Time to Renovate? How to Evaluate Your Church’s Property Needs

DCG Strategies Blog, Faith-Based, News & Events

Managing a church’s assets, including its parsonage and other real estate properties, is all about stewardship — making sure every dollar spent maximizes the work of the church.

Thinking strategically about how your real estate assets can further your community mission, both now and in the future, is an exercise every congregation should go through regularly, but especially before making a decision on a big renovation project.

“While each congregation’s circumstances are unique, the step-by-step property evaluation process for each one is very similar”, says Landis Graden, president, CEO and co-founder of DCG Strategies.

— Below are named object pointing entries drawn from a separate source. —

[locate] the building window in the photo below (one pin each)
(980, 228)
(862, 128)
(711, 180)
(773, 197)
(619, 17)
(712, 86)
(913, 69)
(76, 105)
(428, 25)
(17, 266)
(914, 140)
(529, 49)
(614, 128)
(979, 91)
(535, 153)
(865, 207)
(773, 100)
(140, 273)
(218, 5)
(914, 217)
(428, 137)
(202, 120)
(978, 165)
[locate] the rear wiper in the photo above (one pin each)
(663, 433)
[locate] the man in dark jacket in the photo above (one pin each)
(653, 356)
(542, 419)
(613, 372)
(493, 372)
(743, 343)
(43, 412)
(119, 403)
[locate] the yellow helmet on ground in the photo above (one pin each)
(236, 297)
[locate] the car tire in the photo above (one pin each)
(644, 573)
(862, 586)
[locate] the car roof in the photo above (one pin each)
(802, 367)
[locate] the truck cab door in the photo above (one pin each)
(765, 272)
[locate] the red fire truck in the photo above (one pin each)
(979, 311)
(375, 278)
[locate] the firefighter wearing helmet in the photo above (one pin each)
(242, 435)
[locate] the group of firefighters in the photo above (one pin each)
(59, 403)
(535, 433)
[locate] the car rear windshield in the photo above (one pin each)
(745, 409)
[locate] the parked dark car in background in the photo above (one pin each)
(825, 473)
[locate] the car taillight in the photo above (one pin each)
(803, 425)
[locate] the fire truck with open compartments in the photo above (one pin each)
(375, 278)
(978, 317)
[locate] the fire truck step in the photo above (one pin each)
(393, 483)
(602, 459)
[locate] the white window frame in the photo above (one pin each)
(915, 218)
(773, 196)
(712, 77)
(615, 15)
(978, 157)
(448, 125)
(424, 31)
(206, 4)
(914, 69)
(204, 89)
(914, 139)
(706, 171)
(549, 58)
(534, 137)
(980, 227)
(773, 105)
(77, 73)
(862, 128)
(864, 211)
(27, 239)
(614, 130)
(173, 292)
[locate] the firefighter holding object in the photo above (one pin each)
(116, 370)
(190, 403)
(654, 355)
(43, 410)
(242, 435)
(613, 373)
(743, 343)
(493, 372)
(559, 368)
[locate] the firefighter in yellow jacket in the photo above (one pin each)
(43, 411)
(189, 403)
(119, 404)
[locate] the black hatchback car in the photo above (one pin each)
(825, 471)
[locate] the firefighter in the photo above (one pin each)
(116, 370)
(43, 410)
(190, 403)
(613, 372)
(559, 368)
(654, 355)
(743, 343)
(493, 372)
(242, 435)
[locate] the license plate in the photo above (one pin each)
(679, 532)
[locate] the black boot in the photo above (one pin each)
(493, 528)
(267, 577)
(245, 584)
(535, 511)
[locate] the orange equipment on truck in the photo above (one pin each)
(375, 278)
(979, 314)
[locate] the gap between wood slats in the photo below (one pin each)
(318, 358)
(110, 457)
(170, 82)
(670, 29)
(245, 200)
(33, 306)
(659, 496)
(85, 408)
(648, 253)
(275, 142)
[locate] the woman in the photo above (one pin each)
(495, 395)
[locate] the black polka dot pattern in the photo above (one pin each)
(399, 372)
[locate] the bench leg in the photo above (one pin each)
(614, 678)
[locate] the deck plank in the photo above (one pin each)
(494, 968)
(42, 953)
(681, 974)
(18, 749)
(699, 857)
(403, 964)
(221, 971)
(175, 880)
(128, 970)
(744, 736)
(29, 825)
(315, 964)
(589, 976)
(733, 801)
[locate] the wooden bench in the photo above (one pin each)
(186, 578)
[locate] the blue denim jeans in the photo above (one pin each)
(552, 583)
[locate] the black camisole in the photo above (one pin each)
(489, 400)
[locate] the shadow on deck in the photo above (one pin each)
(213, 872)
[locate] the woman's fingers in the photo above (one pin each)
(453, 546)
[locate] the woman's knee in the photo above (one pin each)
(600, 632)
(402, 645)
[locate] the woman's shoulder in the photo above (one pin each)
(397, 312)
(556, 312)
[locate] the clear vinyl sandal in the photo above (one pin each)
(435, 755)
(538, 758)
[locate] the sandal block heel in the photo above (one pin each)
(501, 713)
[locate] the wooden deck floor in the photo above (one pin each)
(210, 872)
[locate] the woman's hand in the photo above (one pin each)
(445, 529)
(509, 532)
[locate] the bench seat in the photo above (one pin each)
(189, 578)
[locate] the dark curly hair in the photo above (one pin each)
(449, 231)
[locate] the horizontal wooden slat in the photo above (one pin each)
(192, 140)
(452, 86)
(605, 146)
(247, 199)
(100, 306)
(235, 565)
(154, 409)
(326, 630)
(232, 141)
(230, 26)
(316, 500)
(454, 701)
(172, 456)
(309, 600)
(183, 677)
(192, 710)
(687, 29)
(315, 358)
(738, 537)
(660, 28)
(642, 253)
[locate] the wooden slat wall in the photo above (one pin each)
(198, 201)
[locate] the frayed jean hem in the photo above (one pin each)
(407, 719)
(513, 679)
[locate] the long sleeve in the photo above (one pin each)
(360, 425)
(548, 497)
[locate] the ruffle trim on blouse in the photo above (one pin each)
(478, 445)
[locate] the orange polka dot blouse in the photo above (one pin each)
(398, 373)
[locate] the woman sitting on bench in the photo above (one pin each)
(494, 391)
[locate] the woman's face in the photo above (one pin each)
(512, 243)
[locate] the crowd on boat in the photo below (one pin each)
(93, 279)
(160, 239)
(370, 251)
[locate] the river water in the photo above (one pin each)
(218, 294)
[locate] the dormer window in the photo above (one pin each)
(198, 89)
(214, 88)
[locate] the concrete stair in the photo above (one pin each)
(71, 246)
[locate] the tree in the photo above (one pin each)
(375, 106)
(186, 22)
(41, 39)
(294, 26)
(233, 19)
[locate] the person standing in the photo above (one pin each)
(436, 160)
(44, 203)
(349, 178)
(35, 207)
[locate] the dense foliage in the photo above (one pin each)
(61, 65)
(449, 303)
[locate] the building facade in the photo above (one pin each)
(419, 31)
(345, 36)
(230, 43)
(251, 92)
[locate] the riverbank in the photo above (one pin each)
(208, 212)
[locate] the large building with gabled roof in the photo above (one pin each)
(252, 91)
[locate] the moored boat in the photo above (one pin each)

  1. Get an annual property inspection. “I’ve seen where a church has a parsonage, and they don’t know or understand that there are physical liabilities — the back patio is rotted or the foundation needs to be fixed,” Graden says. “They had people living in these properties that were unsafe, and they didn’t even know it was unsafe.” Annual property inspections can help churches stay on top of their regular property maintenance, budget for big-ticket repairs and prevent life-safety issues in which someone could get hurt because of property neglect.
  2. Rehab judiciously. It’s a waste to rehab a whole house if the bathroom still has 15 good years of life in it. A lot can be accomplished through spot repairs and minor upgrades.
  3. Hire a general contractor or project manager you can trust. Church leaders should be fishing for souls, not fishing for the phone number of the subcontractor who didn’t show up today. Managing a renovation or rehab project is a time-consuming job that takes experience to complete on-time and on-budget, with the proper permits and in compliance with all local ordinances. An experienced general contractor or project manager will also be able to say when a property is too far gone.
  4. Plan for the future. A good general contractor will be able to identify alternative uses for not just vacant properties but underused ones as well: a boarding home, community center, affordable rental housing or a technology incubator. “You want the planner and the general contractor to be the same person,” Graden says. “That person has to have the experience to understand the construction side and how the property can be used. Each informs the other.”

DCG Strategies is an experienced partner in leading churches through evaluating their property needs, forming a plan and acting on it.

The company has worked with Glad Tidings Community Development Corporation, the nonprofit community development arm of Glad Tidings Church of God in Christ in Hayward, California, for several years to help them better minister to the physical and mental health of their local residents.

“Their insight helped us to think about each one of the properties we acquired and what we would use it for immediately or what we could potentially use it for in the future,” says Doug Edmunds, acting president of the development corporation.

The development corporation was on a path toward making those strategic decisions on its own, Edmunds says, but DCG Strategies was able to accelerate their efforts dramatically.

“They really helped us think about the future,” he says. “You can oftentimes not think past what’s in front of you. DCG helped us to step back and look beyond where we were and think about how we can apply our resources to ensure we can serve the community and execute our mission moving forward.”